El sol puede ser un arma de doble filo. Nos brinda numerosos beneficios para el organismo, sin unos cuidados básicos, puede perjudicar nuestra salud. Ser conscientes del peligro que entraña es la clave para aprender a disfrutar de él de una manera sana.

Según la Academia Española de Dermatología y Venereología (AEDV), en España se diagnostican unos 150.000 casos de cáncer de piel anualmente, una cifra que aumenta cada año. Por ello, merece la pena aprovechar esta jornada para concienciar de los riesgos de esta enfermedad  y recordar algunos consejos para disfrutar del sol de forma saludable y sin riegos.
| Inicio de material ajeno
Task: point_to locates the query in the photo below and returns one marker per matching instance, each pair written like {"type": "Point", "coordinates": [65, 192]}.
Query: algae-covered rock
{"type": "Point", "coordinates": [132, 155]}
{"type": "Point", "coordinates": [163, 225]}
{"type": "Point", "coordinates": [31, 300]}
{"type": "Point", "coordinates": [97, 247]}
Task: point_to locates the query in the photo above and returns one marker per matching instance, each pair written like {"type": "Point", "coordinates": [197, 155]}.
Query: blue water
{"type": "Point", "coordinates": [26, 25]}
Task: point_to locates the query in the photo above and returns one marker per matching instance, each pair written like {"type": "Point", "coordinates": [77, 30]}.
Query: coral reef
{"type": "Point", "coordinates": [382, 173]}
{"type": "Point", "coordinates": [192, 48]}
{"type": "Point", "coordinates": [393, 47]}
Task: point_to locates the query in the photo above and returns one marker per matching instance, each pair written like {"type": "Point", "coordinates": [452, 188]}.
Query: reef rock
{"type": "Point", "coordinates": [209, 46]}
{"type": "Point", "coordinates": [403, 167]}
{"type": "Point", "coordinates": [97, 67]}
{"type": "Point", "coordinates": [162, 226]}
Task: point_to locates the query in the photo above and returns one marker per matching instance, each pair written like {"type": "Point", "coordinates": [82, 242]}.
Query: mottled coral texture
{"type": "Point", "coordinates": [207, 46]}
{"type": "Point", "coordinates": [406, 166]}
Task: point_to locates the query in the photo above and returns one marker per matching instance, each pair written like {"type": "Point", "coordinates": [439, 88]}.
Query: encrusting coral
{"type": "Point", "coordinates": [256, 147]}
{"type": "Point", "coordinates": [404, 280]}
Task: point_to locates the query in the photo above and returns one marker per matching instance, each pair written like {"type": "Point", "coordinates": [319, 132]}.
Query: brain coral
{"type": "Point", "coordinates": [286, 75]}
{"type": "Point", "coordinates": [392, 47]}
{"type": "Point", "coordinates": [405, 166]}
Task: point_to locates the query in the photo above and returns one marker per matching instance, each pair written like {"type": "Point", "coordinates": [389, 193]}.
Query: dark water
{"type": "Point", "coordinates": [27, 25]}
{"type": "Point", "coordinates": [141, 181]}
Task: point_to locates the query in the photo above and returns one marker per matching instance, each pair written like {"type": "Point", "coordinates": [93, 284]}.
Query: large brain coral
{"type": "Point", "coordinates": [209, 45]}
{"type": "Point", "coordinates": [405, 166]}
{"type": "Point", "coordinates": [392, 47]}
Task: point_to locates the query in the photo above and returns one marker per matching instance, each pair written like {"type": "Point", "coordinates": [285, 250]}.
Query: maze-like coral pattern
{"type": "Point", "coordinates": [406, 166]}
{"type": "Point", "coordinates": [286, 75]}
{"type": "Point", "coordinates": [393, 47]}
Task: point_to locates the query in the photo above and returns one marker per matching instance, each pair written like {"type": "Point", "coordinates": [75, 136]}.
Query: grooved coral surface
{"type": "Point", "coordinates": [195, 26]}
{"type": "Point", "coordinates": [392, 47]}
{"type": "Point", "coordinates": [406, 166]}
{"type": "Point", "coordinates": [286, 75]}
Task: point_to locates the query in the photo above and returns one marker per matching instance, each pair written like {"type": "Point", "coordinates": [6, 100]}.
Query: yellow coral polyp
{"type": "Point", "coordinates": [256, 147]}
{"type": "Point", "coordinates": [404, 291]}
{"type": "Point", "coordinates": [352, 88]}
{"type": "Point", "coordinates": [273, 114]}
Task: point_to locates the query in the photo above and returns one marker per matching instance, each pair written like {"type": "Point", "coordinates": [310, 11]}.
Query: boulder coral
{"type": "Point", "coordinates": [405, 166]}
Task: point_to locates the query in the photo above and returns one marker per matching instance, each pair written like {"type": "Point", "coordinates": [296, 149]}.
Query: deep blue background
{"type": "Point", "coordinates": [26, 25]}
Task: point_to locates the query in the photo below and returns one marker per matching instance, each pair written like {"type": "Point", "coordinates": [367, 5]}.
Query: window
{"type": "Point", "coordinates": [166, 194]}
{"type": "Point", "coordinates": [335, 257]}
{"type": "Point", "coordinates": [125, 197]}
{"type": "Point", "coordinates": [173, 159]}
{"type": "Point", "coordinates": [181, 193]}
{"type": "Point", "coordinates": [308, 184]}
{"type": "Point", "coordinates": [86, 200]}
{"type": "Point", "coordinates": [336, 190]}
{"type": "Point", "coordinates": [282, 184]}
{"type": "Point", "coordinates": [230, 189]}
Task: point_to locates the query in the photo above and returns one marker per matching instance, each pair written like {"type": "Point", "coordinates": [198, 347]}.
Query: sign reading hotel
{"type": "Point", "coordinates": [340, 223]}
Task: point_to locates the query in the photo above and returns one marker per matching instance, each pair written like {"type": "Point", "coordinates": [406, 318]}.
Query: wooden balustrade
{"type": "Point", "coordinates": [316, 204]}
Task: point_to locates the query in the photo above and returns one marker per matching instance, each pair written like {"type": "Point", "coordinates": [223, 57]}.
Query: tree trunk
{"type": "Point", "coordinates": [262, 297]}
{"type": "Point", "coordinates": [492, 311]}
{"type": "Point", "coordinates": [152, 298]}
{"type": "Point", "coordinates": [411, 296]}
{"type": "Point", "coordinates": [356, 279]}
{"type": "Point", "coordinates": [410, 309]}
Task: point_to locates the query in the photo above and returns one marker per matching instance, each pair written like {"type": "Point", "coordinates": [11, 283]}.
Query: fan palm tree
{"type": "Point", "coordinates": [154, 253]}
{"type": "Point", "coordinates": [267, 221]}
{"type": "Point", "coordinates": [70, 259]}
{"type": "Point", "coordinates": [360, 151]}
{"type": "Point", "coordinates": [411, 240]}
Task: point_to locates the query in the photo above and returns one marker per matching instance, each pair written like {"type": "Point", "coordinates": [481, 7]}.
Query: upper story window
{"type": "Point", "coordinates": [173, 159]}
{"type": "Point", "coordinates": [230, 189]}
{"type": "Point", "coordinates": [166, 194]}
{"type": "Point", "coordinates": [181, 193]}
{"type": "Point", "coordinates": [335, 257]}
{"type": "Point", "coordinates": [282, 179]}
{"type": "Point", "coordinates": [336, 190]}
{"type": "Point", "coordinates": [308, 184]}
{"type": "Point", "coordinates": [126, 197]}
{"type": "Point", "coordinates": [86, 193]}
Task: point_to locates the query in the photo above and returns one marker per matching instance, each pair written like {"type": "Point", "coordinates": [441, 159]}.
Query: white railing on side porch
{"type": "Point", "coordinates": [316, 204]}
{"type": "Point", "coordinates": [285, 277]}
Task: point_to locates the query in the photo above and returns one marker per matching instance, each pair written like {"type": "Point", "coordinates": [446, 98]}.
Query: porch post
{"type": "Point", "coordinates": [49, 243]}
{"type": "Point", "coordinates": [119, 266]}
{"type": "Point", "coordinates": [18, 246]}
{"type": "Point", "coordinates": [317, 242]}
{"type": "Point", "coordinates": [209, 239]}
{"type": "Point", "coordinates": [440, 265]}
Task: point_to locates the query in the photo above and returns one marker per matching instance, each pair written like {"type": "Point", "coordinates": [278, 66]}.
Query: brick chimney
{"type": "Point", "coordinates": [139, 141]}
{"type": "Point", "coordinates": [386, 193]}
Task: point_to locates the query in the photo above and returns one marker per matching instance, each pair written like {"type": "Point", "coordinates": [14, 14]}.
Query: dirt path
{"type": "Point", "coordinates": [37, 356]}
Rutina para proteger la piel

  1. Utiliza crema fotoprotectora: el factor de protección solar (FPS) hace referencia al tiempo en que la piel puede tardar en irritarse. Es decir, con el factor 15 estás protegido unos 20 minutos; pasado este tiempo la piel puede enrojecerse. Ten en cuenta que, cuanto más blanca sea tu piel, más propenso eres a quemarte.
  2. Protégete con antelación: ponte la crema solar 15 minutos antes de salir de casa. La idea es que se aplique tranquilamente y se extienda por todo el cuerpo, sin olvidar cuello, cara, orejas, manos, hombros, empeines o párpados, y con suficiente tiempo para que se absorba y comience a actuar.
  3. 3. Ponte crema con frecuencia: repite la aplicación de protector solar cada dos horas, tras un baño o después de haber hecho ejercicio. Recuerda que los rayos atraviesan el agua y el reflejo también puede darte en la cara.
  4. Evita las horas de más sol: es importante controlar y/o evitar la exposición al sol en las horas centrales del día y de mayor intensidad, es decir, entre las 12h y las 4h de la tarde.
  5. Cuida los labios: recuerda aplicarte un labial con factor de protección solar de, mínimo, 10. El sol puede secar los labios, sobre todo, si la humedad es baja y respiras por la boca. El agua que bebes hidrata tu organismo, pero los labios necesitan estar humedecidos con un bálsamo.
  6. Presta atención a los ojos: aunque te protejas la piel del rostro, es recomendable usar una gorra y unas buenas gafas de sol, para que los rayos no hagan daño a tus córneas y no te deslumbren.
  7. Utiliza ropa transpirable: intenta llevar colores claros que no absorban tanto calor. Si vas a hacer ejercicio, ponte ropa transpirable, de esta manera, el sudor no se quedará pegado a tu piel.
  8. Revisa tus lunares: examina tus manchas y pecas, observa si han cambiado de tamaño, forma o color, si ha habido cambios en la pigmentación de la piel o si han aparecido más lunares cerca. Consulta a tu dermatólogo todas las dudas.

Como ves, no se trata de esconderse del sol, sino de adquirir unos hábitos saludables que nos eviten daños permanentes.